Part of this is recognising that insurance is not a silver bullet. It cannot work effectively as a standalone solution to the impacts of extreme weather events. Rather, it must be seen as part of a much broader approach to climate risk management. This means that public investments in risk financing should not replace, but can bolster and complement, investments in disaster risk reduction, climate adaptation, and social protection.
Why now? There is strong political momentum on this issue. From the G7 InsuResilience Initiative launched last year to the Paris Climate Summit, we have seen some donor countries – especially Germany and the UK – show real leadership. Amongst developing countries, some 15 have already introduced weather-based insurance programmes that target individuals directly, and some 20 have established institutional-level disaster risk financing. Innovative regional risk pools now exist in Africa, the Caribbean and the Pacific, and discussions are underway about a new risk facility for Asia.
As just a few examples of microinsurance programmes supported by developing country governments, India recently announced a new nationwide ‘National Crop Insurance Scheme’, with huge ambitions of reaching 50% of the country’s farmers by 2018. In Kenya, the government has launched the ‘National Agricultural Insurance Programme’ and the ‘Kenyan Livestock Insurance Programme’ to cover small-scale farmers and herders against weather-related crop failure and loss of livestock. The Government of Ethiopia recently launched a new vegetation index-based microinsurance product, with the intention of scaling up coverage to 15 million low-income farmers by 2020.
On 23-24 May, world leaders will meet in Istanbul for the World Humanitarian Summit – and climate risk insurance is on the agenda. The international community will commit to invest in smart and efficient risk financing mechanisms that proactively build resilience before disasters strike, rather than reacting afterwards at staggering human and economic cost. £1 invested in insurance can save more than £4 in averted humanitarian assistance.
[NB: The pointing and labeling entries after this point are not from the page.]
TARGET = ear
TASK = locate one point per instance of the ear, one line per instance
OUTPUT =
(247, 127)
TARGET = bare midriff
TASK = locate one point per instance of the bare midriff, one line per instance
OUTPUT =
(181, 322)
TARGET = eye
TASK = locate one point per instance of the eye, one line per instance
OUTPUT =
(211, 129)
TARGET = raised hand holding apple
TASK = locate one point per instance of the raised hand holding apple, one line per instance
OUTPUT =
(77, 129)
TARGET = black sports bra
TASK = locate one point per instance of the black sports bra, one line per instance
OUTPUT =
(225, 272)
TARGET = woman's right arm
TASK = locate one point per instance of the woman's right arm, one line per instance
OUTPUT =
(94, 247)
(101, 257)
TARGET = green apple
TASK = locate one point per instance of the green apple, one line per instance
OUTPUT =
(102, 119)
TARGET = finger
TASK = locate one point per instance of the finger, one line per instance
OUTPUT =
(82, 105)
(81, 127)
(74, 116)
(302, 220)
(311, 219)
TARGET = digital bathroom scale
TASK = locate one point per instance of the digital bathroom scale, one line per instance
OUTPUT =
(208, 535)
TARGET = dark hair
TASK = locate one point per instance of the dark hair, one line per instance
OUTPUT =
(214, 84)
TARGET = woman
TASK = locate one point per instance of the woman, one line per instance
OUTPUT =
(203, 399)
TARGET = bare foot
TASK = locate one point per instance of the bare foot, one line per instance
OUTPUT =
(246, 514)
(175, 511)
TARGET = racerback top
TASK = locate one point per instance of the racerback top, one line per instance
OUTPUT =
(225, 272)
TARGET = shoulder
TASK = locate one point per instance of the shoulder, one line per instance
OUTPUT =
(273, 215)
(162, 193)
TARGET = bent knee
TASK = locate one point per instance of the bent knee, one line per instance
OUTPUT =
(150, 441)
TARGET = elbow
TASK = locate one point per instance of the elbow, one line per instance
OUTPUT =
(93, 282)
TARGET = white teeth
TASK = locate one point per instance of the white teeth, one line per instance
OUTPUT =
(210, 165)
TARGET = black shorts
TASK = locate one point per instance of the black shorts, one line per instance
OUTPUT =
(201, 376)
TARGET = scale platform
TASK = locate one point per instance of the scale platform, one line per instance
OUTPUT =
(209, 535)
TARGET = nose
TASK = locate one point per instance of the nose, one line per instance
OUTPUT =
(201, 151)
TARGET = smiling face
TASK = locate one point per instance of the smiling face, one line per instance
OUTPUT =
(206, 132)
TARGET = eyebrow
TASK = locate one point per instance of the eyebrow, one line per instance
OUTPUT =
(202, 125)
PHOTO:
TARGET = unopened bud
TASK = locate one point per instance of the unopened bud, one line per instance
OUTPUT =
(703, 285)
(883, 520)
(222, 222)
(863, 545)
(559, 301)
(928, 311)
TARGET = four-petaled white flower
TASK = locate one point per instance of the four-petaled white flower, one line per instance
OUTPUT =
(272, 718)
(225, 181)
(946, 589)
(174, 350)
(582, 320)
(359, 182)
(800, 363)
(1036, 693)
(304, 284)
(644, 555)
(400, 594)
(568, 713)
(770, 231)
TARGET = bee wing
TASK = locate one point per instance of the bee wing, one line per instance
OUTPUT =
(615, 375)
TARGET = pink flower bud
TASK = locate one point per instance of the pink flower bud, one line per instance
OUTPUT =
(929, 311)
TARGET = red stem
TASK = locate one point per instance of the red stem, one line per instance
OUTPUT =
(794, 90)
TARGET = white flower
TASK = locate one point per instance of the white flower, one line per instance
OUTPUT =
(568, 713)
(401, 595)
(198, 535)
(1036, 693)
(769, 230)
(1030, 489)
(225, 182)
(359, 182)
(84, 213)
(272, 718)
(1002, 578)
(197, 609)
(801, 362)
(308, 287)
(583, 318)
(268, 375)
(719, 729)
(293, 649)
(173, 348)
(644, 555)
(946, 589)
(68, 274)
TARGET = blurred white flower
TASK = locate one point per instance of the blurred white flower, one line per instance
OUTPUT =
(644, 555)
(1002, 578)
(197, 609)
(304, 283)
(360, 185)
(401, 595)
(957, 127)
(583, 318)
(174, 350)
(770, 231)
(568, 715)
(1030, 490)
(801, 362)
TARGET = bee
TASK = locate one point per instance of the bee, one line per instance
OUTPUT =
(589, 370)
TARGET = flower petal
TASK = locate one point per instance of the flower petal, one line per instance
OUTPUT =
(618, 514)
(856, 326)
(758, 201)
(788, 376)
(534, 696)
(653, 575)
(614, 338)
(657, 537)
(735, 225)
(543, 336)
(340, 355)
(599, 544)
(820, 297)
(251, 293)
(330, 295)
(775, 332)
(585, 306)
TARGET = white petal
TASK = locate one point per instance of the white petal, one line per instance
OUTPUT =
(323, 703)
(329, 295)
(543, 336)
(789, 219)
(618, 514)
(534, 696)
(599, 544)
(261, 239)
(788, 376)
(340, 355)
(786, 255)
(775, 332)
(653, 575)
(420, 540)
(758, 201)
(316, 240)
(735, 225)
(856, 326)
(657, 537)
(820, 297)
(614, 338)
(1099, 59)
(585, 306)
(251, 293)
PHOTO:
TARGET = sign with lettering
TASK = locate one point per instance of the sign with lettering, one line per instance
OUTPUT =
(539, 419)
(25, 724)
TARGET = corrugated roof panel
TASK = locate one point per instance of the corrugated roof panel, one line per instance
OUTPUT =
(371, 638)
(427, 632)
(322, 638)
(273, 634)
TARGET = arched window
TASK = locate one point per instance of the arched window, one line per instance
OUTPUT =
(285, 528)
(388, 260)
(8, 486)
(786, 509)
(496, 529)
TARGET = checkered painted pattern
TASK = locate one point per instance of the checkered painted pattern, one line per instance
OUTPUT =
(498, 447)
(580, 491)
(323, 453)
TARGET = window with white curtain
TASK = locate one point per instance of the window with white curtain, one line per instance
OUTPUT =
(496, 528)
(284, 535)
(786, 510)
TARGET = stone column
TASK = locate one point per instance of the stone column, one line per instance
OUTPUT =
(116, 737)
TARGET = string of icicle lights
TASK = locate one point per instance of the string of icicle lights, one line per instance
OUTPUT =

RESULTS UK is calling on the UK Government and other partners to make ambitious new commitments at the World Humanitarian Summit to scale up their funding for climate risk insurance, especially microinsurance programmes that cover vulnerable individuals directly. We are also calling on them to improve the quality of these programmes. We offer the Pro-Poor Principles for Climate Risk Insurance as a gold standard for donors to ensure that their investments have maximum impact in reducing vulnerability for the poorest people.